1 min read

My Personal ML / AI / Data Stack

Referencing the excellent 2023 MAD (ML / AI / Data) Landscape put together every year by Matt Turck of FirstMark Capital, both the number of categories and solutions within each category provide an almost overwhelming number of options a developer can choose.

While reading through these categories, I realized it would help me remember which ones I like the most and also which ones I wanted to go back and research further, so I've made a list.

I don't claim to use anywhere near all of these all the time but thought it would be useful (at least for myself) to note which tools / categories I find myself reaching for the most, and why.

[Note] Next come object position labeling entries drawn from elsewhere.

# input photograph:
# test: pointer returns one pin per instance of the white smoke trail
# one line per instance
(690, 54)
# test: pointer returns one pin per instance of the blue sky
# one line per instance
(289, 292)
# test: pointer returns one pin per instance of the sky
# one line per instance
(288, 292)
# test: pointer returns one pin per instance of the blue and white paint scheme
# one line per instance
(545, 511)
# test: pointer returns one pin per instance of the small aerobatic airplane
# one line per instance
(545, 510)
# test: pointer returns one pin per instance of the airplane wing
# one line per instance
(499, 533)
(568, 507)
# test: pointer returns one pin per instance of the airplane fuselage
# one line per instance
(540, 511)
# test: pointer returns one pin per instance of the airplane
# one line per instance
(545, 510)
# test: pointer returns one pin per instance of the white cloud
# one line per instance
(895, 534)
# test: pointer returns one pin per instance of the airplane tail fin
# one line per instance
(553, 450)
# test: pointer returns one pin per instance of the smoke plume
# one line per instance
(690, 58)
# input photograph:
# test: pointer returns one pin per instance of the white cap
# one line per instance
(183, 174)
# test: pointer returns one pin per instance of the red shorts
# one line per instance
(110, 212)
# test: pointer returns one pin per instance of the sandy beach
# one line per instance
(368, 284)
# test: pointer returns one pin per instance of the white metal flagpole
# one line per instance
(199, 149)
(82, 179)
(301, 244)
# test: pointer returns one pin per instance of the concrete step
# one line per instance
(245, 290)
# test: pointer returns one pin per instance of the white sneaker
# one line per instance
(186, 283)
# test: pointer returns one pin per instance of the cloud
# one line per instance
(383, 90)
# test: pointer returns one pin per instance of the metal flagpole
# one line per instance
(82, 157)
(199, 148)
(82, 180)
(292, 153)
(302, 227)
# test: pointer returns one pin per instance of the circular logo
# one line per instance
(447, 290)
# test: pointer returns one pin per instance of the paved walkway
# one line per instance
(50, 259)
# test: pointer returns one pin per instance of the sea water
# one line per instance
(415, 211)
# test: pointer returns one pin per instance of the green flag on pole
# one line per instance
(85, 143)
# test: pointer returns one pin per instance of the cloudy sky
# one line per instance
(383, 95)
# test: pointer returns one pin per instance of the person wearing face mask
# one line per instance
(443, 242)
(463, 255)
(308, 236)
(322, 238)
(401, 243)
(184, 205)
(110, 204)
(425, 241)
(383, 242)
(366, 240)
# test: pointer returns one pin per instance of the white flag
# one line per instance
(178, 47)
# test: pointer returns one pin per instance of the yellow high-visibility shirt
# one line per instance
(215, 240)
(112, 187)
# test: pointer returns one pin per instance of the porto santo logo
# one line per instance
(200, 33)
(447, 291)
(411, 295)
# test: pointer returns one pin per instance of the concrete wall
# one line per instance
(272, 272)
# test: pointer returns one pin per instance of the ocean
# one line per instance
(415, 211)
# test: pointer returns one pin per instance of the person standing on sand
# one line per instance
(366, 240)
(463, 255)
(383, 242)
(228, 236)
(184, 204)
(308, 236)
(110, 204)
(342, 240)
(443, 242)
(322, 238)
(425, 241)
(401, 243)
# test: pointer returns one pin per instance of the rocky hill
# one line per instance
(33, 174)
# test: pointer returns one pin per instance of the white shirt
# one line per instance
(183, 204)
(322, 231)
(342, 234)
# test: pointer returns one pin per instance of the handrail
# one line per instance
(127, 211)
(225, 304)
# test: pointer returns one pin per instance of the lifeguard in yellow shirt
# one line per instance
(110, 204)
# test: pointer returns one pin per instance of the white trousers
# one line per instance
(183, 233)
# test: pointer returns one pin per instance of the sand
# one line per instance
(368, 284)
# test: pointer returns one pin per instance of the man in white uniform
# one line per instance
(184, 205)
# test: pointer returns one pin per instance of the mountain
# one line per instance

This list will definitely change over time, which is another reason to document what I'm doing today so I can easily go back and compare down the road.

Primary categories:

Storage

  • Backblaze
  • Cloudflare

Data Warehouses

  • Google BigQuery

Analytics

  • Looker

Visualization

  • Plotly
  • Streamlit

Data Science Notebooks

  • Jupyter
  • Google Colab

Data Science Platforms

  • Anaconda

NoSQL Databases

  • Redis

Automation & Operations

  • Zapier

Data Analyst Platforms

  • Airtable

Applications - Horizontal

  • Github CoPilot

NLP

  • HuggingFace
  • Google Cloud Natural Language API
  • Lots of open-source and homegrown

Product Analytics

  • Google Analytics
  • Plus lots of others not listed here

ELT / ETL / Data Transformation

  • Airbyte
  • Airflow

Vector Databases

  • ChromaDB
  • Pinecone (if absolutely necessary)

Horizontal AI / AGI

  • OpenAI

Closed Source Models

  • OpenAI GPT-3.5, GPT-4
  • Google Bard

Databases

  • Postgres
  • Redis

OLAP

  • DuckDB

Streaming / Messaging

  • RabbitMQ (I'm a total noob but we use it a lot at DemandSphere)

Stat Tools & Languages

  • Python
  • Pandas
  • NumPy
  • Dask (not listed)

AI Frameworks & Libraries

  • Tensorflow
  • PyTorch
  • Keras

This is obviously a lot and, as mentioned, I don't use all of these all the time.

These are just the tools I have some level of familiarity with and find myself turning to vs. others listed here.

I generally favor tools that have at least an open source basis or are mainstream enough (such as Google's tools) that I'm likely to be able to integrate with them easily on client engagements.